MAJ Michael Anderson is a U.S. Army Armor Officer with extensive combat and humanitarian experience with the 82nd Airborne Division’s RSTA units and a 2013 Olmsted Scholar in Belgrade, Serbia. He received his B.S. in Electrical Engineering from USMA in 2004 and his M.A. in International Security from University of Belgrade, Serbia in 2015. The views expressed here are his own and not those of the US Army or the George and Carol Olmsted Foundation.
 “Securitizing,” in the non-financial sense, is to frame an issue as an existential threat to some highly-coveted referent object. Securitzations occur throughout a linked series of sectors, including social, economic, and military. In the case of immigration, the referent object is usually cultural identity or economic stability. See Security: A New Framework for Analysis (1997) by Buzan, Wæver, and de Wilde.
Also, this article will not delve into the Iraqi or Syrian power vacuums or their causes – that merits a separate analysis.
 The ESDI has evolved as a way for Europe to decisively intervene internationally without NATO, and is now known as the Common Security and Defense Policy (CSDP).

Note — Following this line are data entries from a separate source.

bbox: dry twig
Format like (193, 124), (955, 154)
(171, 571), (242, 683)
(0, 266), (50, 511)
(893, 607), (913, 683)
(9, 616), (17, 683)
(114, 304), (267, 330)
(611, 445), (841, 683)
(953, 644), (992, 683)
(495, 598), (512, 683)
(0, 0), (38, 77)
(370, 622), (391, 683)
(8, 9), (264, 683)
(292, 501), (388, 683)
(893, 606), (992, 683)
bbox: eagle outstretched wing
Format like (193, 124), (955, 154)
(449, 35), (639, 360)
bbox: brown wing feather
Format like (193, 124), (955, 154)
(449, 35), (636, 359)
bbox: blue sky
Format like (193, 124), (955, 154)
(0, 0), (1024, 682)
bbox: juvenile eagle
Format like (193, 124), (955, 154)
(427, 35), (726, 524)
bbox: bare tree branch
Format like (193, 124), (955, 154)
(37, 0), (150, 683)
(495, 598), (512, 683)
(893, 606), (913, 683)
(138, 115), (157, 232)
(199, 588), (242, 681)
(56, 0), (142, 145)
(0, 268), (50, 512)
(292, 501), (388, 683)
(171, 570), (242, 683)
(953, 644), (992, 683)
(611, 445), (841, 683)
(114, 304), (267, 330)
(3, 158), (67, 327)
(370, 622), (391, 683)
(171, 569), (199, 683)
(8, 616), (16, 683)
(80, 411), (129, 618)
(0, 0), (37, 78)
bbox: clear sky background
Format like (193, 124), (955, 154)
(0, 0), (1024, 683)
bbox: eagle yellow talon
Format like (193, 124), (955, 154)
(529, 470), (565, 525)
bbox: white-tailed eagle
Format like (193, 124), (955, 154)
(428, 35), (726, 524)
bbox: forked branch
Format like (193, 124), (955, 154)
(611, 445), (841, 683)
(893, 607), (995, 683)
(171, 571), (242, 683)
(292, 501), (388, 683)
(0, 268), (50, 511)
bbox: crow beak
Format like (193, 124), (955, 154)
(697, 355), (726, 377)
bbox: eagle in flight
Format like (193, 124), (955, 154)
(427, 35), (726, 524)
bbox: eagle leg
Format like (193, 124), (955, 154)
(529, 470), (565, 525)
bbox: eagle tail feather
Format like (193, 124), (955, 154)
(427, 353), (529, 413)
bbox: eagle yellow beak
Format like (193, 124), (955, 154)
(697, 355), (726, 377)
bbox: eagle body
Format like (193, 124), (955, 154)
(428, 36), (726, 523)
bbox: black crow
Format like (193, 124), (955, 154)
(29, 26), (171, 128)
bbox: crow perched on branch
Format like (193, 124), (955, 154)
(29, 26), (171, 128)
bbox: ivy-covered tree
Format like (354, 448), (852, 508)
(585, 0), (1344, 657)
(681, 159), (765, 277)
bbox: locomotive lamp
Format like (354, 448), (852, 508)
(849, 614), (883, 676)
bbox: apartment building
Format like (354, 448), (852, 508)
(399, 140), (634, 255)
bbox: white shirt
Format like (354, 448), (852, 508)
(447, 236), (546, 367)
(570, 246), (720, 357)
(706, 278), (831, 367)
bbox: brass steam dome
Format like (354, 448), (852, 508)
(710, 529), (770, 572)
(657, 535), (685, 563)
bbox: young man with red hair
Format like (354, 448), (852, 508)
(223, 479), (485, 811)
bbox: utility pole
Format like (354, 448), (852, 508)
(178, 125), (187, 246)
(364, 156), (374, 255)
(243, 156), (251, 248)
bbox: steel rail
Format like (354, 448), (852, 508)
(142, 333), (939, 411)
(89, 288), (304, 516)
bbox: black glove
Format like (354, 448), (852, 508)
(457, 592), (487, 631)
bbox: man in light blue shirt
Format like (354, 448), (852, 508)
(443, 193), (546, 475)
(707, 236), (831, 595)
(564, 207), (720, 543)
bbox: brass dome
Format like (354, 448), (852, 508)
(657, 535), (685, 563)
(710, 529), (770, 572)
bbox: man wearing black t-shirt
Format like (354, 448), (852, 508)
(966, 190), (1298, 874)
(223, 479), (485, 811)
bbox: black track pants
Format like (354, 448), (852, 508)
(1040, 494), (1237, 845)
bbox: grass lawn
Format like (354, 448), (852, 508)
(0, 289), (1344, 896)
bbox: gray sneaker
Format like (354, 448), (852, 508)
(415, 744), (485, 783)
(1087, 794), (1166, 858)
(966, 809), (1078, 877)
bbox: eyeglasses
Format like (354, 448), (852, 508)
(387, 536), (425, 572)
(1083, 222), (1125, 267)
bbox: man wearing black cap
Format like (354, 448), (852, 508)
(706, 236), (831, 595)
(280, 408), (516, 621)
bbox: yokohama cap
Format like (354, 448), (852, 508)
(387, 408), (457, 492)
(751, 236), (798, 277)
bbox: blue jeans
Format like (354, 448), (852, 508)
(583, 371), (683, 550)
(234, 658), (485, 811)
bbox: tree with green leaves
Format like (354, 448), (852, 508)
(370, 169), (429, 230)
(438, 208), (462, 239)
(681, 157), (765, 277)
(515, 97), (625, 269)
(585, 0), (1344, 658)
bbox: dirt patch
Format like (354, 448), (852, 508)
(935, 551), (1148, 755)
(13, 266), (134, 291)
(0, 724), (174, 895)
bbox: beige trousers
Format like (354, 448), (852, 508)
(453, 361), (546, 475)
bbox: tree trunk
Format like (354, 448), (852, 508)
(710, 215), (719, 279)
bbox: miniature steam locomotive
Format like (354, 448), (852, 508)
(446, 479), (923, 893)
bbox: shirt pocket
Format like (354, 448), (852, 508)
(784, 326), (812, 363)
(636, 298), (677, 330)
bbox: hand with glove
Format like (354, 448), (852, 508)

 Ejdus, “Serbia, Culture, and Identity,” 47. Originally, the nationalist-liberational discourse is a product of the 500-year struggle to free Serbia from occupation and imperialism. More recently, it has asserted general disdain through polemics against the EU, NATO, the West, and the US. On the other hand, the civil-democratic discourse in Serbia is newer, rooted in political freedoms, respect for human rights, democratic values, and shared identity with Europe.